Segundo Legesse Tulu, porta-voz do governo etíope, citado pela Reuters, esta decisão de encerramento mostra o impacto das «sanções injustas» dos EUA que afetam desproporcionalmente os pobres e as mulheres do país.

A decisão do PVH, que detém a Calvin Klein, a Speedo e a Tommy Hilfiger, é a primeira retirada de grandes produtores após a suspensão do acesso preferencial. É ainda um golpe para a economia etíope, que está já a ser afetada por uma elevada inflação, seca e uma guerra que dura há um ano e que já matou milhares de civis e obrigou milhões de outros a deslocarem-se.

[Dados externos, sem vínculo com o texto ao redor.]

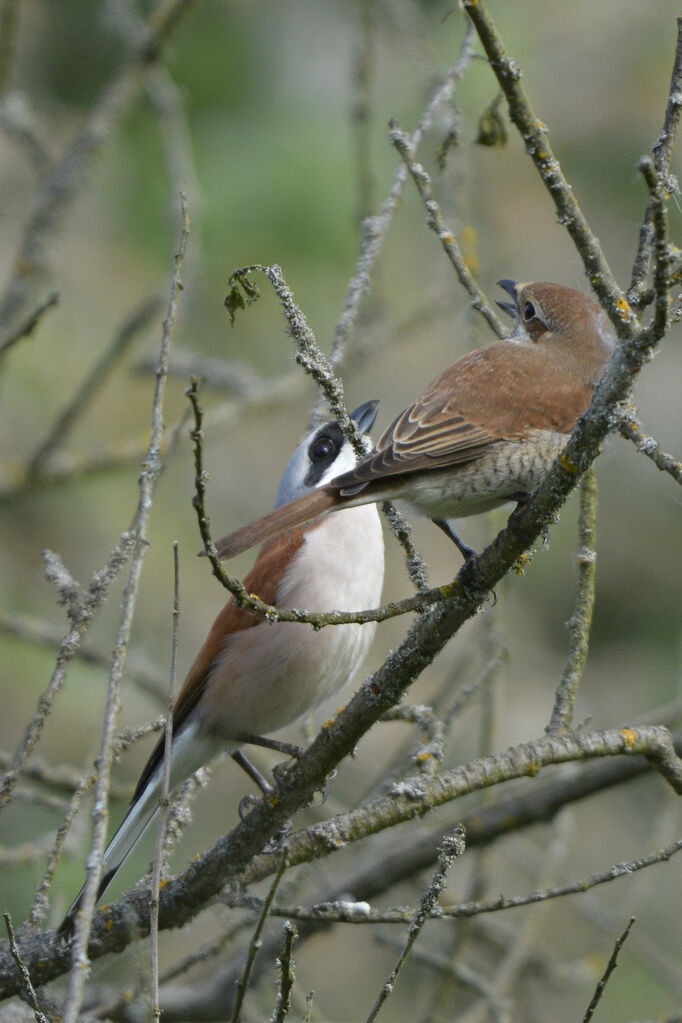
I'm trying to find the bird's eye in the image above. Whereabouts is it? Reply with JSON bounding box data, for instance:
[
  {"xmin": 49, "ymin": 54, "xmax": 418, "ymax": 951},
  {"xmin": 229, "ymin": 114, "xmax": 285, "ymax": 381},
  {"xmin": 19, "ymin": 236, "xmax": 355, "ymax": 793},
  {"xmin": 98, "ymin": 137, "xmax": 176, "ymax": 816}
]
[{"xmin": 308, "ymin": 437, "xmax": 336, "ymax": 461}]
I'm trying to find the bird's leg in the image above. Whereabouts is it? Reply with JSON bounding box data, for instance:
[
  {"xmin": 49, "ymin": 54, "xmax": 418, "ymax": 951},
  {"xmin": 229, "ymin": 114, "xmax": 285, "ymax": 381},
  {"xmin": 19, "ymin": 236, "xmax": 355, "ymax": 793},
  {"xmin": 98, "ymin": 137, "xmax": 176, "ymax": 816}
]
[
  {"xmin": 232, "ymin": 735, "xmax": 336, "ymax": 810},
  {"xmin": 236, "ymin": 735, "xmax": 306, "ymax": 757},
  {"xmin": 230, "ymin": 750, "xmax": 275, "ymax": 820},
  {"xmin": 431, "ymin": 519, "xmax": 478, "ymax": 562}
]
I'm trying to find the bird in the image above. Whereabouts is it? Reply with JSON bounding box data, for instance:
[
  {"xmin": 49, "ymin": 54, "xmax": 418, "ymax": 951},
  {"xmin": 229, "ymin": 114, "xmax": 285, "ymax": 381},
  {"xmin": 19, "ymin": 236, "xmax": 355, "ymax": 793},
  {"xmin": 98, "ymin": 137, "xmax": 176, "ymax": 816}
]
[
  {"xmin": 59, "ymin": 400, "xmax": 383, "ymax": 940},
  {"xmin": 210, "ymin": 279, "xmax": 617, "ymax": 559}
]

Este ano, a PVH Corp reestruturou-se e a empresa afirma que isso levou a planear a transição de uma unidade própria para um parceiro de confiança ativo na Etiópia. «A rapidez e volatilidade da escalada da situação [na Etiópia] fez com que a transição não fosse possível, resultando na decisão difícil de fechar a fábrica», justifica a PVH Corp em comunicado.

A 2 de novembro, o presidente americano Joe Biden tomou a decisão de suspender a Etiópia do African Growth and Opportunity Act (AGOA) «por violações grosseiras de direitos humanos internacionalmente reconhecidos».

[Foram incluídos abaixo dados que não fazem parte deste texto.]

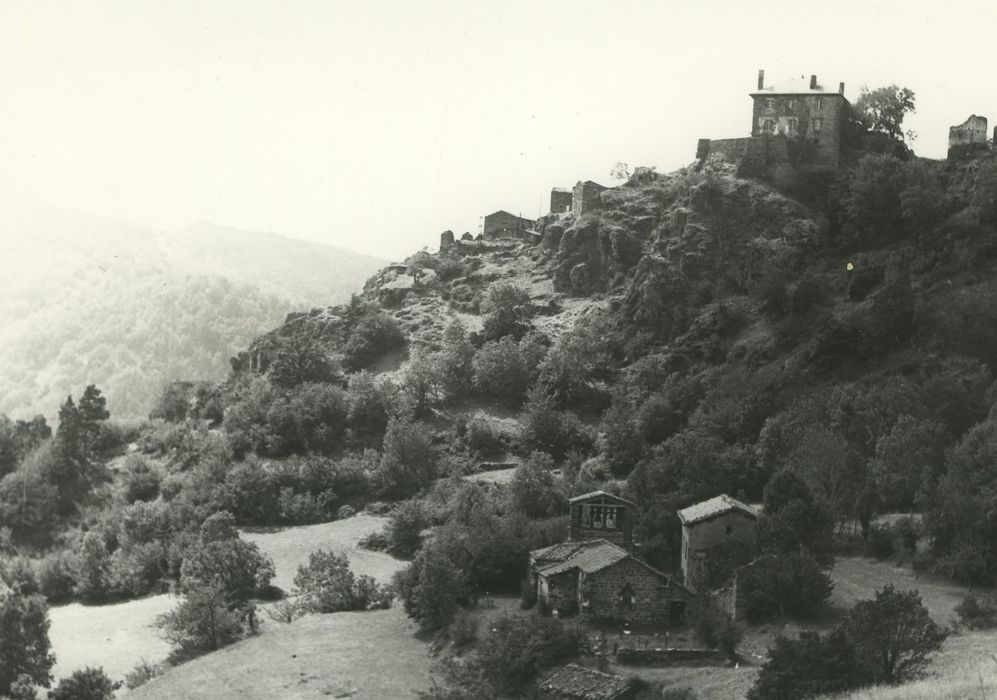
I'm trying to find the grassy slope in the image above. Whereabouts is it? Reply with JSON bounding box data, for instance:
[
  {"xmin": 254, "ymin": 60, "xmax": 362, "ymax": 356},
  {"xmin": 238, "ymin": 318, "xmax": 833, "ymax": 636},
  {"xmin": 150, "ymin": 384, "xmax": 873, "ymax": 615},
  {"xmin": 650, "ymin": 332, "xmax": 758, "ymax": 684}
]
[{"xmin": 129, "ymin": 515, "xmax": 431, "ymax": 700}]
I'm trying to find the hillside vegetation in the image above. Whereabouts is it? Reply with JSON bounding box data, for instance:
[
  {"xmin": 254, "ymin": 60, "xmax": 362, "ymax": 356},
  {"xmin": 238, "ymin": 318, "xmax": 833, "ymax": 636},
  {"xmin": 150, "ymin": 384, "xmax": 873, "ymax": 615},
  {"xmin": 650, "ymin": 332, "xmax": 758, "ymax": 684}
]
[{"xmin": 0, "ymin": 210, "xmax": 381, "ymax": 418}]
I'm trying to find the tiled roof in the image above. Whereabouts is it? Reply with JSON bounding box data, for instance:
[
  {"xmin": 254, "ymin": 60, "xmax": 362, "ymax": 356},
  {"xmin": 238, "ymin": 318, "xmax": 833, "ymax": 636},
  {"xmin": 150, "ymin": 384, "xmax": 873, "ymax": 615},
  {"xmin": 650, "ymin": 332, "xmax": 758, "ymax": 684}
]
[
  {"xmin": 679, "ymin": 493, "xmax": 758, "ymax": 525},
  {"xmin": 539, "ymin": 540, "xmax": 629, "ymax": 576},
  {"xmin": 568, "ymin": 491, "xmax": 637, "ymax": 506},
  {"xmin": 751, "ymin": 77, "xmax": 838, "ymax": 95},
  {"xmin": 538, "ymin": 664, "xmax": 633, "ymax": 700},
  {"xmin": 530, "ymin": 542, "xmax": 585, "ymax": 562}
]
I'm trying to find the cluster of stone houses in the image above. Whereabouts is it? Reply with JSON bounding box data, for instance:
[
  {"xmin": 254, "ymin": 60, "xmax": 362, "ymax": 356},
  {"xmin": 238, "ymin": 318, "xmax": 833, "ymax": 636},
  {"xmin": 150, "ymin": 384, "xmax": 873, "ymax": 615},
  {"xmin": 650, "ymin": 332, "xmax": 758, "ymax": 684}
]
[{"xmin": 529, "ymin": 491, "xmax": 758, "ymax": 626}]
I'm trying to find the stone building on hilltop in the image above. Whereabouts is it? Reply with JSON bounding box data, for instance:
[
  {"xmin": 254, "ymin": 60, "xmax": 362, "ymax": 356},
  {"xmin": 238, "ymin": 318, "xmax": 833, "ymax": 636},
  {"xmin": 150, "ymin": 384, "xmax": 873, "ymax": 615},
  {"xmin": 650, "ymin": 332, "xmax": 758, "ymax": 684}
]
[
  {"xmin": 481, "ymin": 209, "xmax": 533, "ymax": 240},
  {"xmin": 696, "ymin": 70, "xmax": 851, "ymax": 177},
  {"xmin": 678, "ymin": 494, "xmax": 758, "ymax": 591}
]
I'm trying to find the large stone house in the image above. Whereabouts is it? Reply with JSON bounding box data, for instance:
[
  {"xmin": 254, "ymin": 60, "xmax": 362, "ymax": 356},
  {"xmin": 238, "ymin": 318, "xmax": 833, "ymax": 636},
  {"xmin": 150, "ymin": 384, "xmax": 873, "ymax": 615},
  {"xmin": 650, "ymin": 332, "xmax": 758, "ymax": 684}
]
[
  {"xmin": 530, "ymin": 491, "xmax": 697, "ymax": 625},
  {"xmin": 696, "ymin": 70, "xmax": 852, "ymax": 177},
  {"xmin": 678, "ymin": 493, "xmax": 758, "ymax": 591}
]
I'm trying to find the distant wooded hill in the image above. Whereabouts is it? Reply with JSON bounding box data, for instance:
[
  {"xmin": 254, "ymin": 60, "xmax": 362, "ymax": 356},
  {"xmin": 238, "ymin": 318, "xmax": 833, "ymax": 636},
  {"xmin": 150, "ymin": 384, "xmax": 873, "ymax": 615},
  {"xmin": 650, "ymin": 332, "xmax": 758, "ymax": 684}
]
[{"xmin": 0, "ymin": 210, "xmax": 384, "ymax": 418}]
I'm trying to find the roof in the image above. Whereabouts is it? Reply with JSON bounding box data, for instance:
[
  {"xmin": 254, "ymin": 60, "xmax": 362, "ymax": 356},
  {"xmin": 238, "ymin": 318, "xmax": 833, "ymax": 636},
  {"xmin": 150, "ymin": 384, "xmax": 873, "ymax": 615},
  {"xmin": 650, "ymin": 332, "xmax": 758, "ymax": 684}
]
[
  {"xmin": 537, "ymin": 540, "xmax": 630, "ymax": 576},
  {"xmin": 679, "ymin": 493, "xmax": 758, "ymax": 525},
  {"xmin": 751, "ymin": 77, "xmax": 844, "ymax": 97},
  {"xmin": 485, "ymin": 209, "xmax": 533, "ymax": 223},
  {"xmin": 568, "ymin": 491, "xmax": 637, "ymax": 507},
  {"xmin": 537, "ymin": 664, "xmax": 633, "ymax": 700}
]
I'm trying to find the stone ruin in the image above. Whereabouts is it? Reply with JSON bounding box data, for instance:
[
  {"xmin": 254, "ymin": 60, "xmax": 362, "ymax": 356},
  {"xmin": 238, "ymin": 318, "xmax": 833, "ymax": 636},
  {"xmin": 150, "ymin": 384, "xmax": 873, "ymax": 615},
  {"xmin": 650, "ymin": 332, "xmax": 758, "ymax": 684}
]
[{"xmin": 948, "ymin": 114, "xmax": 997, "ymax": 160}]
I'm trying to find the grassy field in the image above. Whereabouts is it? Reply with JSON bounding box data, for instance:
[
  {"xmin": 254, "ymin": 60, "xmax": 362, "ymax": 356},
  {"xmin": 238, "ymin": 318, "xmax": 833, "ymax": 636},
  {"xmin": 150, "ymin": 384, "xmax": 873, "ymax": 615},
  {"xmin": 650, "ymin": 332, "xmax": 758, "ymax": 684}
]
[
  {"xmin": 49, "ymin": 595, "xmax": 176, "ymax": 679},
  {"xmin": 129, "ymin": 607, "xmax": 432, "ymax": 700},
  {"xmin": 242, "ymin": 513, "xmax": 405, "ymax": 592}
]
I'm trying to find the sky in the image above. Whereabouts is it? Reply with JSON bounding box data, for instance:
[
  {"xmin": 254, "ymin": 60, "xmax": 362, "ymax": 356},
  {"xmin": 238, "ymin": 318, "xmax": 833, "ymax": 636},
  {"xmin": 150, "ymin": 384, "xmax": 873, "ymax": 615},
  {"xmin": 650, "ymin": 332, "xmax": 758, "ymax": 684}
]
[{"xmin": 0, "ymin": 0, "xmax": 997, "ymax": 259}]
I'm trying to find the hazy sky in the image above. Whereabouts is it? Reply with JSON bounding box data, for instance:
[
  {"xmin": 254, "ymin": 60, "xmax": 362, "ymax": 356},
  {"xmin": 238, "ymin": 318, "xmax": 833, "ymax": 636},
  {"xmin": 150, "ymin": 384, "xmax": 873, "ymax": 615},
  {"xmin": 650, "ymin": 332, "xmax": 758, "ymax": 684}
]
[{"xmin": 0, "ymin": 0, "xmax": 997, "ymax": 258}]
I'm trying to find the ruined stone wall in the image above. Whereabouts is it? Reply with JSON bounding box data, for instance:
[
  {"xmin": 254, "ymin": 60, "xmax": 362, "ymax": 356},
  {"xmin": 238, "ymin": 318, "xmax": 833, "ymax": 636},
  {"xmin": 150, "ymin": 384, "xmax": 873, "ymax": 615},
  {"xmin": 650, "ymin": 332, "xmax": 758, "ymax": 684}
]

Os responsáveis etíopes advertiram que a suspensão pode acabar com um milhão de postos de trabalho, afetando desproporcionalmente mulheres pobres, que são a maioria dos trabalhadores da indústria de vestuário.

Indústria em risco

O conflito emergiu no ano passado entre o governo federal e a Frente de Libertação do Povo de Tigray (TPLF, na sigla em inglês), que costumava dominar a política nacional e governa agora a região de Tigray.

Acredita-se que cerca de 400 mil pessoas vivem esfomeadas em Tigray, onde as Nações Unidas já não conseguem entregar bens alimentares há um mês.

[©Comissão Europeia]
Todos os lados do conflito cometeram violações que podem ser consideradas crimes de guerra, apontam as Nações Unidas.

A PVH Corp começou a trabalhar na Etiópia em 2017. Tal como a maior parte dos seus pares, instalou-se no Parque Industrial de Hawassa, a sul de Adis Abeba, pensado pelo governo para atrair os produtores de têxteis e vestuário e tornar a Etiópia um centro de produção.

A suspensão do AGOA ameaça essas aspirações e pode também forçar outros produtores a fechar.

A Etiópia exportou 237 milhões de dólares (cerca de 210 milhões de euros) de produtos sem taxas para os EUA no ano passado, de acordo com os números do Departamento de Comércio dos EUA.

Em declarações à Reuters, a PVH garante estar ainda «comprometida» com os seus parceiros de produção na Etiópia.